O senhor começou sua vida pública sendo um homem de oposição e hoje está na situação. Com base na sua experiência, é mais fácil ser oposição?
É claro que é mais fácil fazer o discurso de oposição e é muito mais difícil você fazer o discurso de governo, defender as posições de governar. O governo contraria muitos interesses mais imediatos. No governo você tem que dizer não. Na oposição, você não precisa dizer não. No governo, você tem de dizer não porque o lençol está curto, você cobre um lado e descobre outro. Você sempre tem que negar alguma cisa. Você tem que fazer muito mais política sendo situação, ter muito mais habilidade na situação.

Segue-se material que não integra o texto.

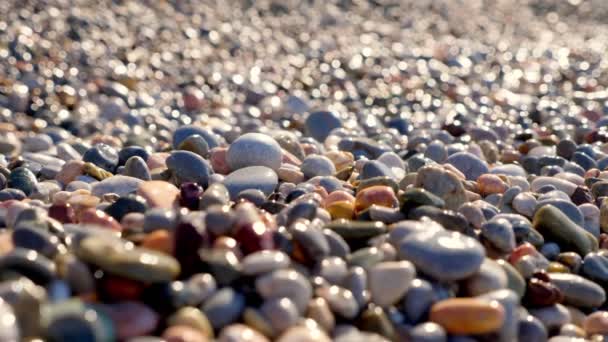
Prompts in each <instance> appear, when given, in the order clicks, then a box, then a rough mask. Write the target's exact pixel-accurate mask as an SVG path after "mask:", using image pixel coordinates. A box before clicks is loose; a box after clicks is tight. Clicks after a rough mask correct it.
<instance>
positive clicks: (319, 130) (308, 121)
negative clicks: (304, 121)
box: [305, 111, 342, 142]
mask: <svg viewBox="0 0 608 342" xmlns="http://www.w3.org/2000/svg"><path fill="white" fill-rule="evenodd" d="M305 125H306V132H307V134H309V135H310V136H312V137H313V138H315V139H316V140H317V141H319V142H324V141H325V139H327V137H328V136H329V134H330V133H331V131H332V130H334V129H336V128H339V127H342V120H340V117H339V116H338V115H337V114H336V113H334V112H329V111H318V112H313V113H310V114H309V115H308V117H307V118H306V121H305Z"/></svg>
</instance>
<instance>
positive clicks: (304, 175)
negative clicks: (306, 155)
mask: <svg viewBox="0 0 608 342" xmlns="http://www.w3.org/2000/svg"><path fill="white" fill-rule="evenodd" d="M300 170H301V171H302V173H304V177H306V178H313V177H317V176H331V175H333V174H334V173H336V167H335V166H334V163H333V162H332V161H331V160H330V159H329V158H327V157H325V156H321V155H309V156H307V157H306V158H304V160H303V161H302V165H300Z"/></svg>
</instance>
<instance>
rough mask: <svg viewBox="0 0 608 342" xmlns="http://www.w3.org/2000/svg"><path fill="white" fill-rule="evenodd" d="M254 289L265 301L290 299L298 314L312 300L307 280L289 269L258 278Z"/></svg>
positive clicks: (311, 295) (308, 281)
mask: <svg viewBox="0 0 608 342" xmlns="http://www.w3.org/2000/svg"><path fill="white" fill-rule="evenodd" d="M255 288H256V290H257V291H258V293H259V294H260V295H261V296H262V297H264V298H266V299H269V298H281V297H287V298H290V299H292V300H293V301H294V303H295V304H296V306H297V307H298V310H299V311H300V312H304V310H305V309H306V307H307V305H308V302H309V301H310V299H311V298H312V287H311V285H310V282H309V281H308V279H306V278H305V277H304V276H303V275H302V274H300V273H298V272H296V271H294V270H291V269H282V270H277V271H274V272H272V273H269V274H266V275H263V276H261V277H258V278H257V279H256V281H255Z"/></svg>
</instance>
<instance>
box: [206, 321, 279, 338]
mask: <svg viewBox="0 0 608 342" xmlns="http://www.w3.org/2000/svg"><path fill="white" fill-rule="evenodd" d="M217 342H269V340H268V339H267V338H266V336H264V335H262V334H261V333H260V332H258V331H257V330H254V329H252V328H251V327H249V326H247V325H244V324H239V323H237V324H231V325H228V326H226V327H224V329H222V331H221V333H220V336H219V337H218V339H217Z"/></svg>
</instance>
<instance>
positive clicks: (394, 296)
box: [368, 261, 416, 307]
mask: <svg viewBox="0 0 608 342" xmlns="http://www.w3.org/2000/svg"><path fill="white" fill-rule="evenodd" d="M415 276H416V269H415V268H414V265H412V263H410V262H409V261H386V262H381V263H378V264H376V265H375V266H374V267H372V268H370V269H369V271H368V281H369V290H370V293H371V299H372V301H373V302H374V303H376V304H378V305H380V306H383V307H387V306H390V305H392V304H394V303H396V302H397V301H398V300H399V299H401V298H402V297H403V295H405V293H406V292H407V290H408V289H409V287H410V284H411V282H412V280H414V277H415Z"/></svg>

O PCdoB tem agora vereador, deputado estadual, deputado federal e senador. Como é que fica o processo de renovação de partido?
Uma grande mudança que está sendo discutida no PCdoB é que ele sempre ficou no parlamento. Nós temos que começar agora a pensar em governar e o Brasil está vivendo essa experiência. Então, a gente não pode ficar fora. Então, nas próximas eleições municipais, os comunistas cearenses têm a obrigação de disputar as eleições em vários municípios, se articular para disputar as eleições para várias prefeituras, participar dos governos municipais. Aqui no Estado do Ceará nós já participamos de alguns governos municipais e essas experiências são muito positivas e isso ajuda a formar também pessoas como quadros políticos que participam da gestão pública. Pois é isso que trata das coisas do povo. Só fazer discurso na tribuna, para falar, essa é a parte mais fácil, quero ver quem vai cuidar das coisas públicas. Então, o PCdoB tem essa obrigação de assumir mais obrigação.
Essa necessidade de disputar prefeituras inclui Fortaleza em 2008?
Não, porque nós temos uma parceria muito boa com a prefeita de Fortaleza, Luizianne Lins. Nós participamos da administração. Nós queremos é reelegê-la para que nós possamos continuar esse projeto aqui em Fortaleza. Ma nós temos 183 municípios restantes. Quem sabe a gente não disputa uns 20 ganha uns dois (ri). De repente, também disputar mais eleições para a Câmara de Vereadores. Acho que temos ainda muito espaço para ser ocupado.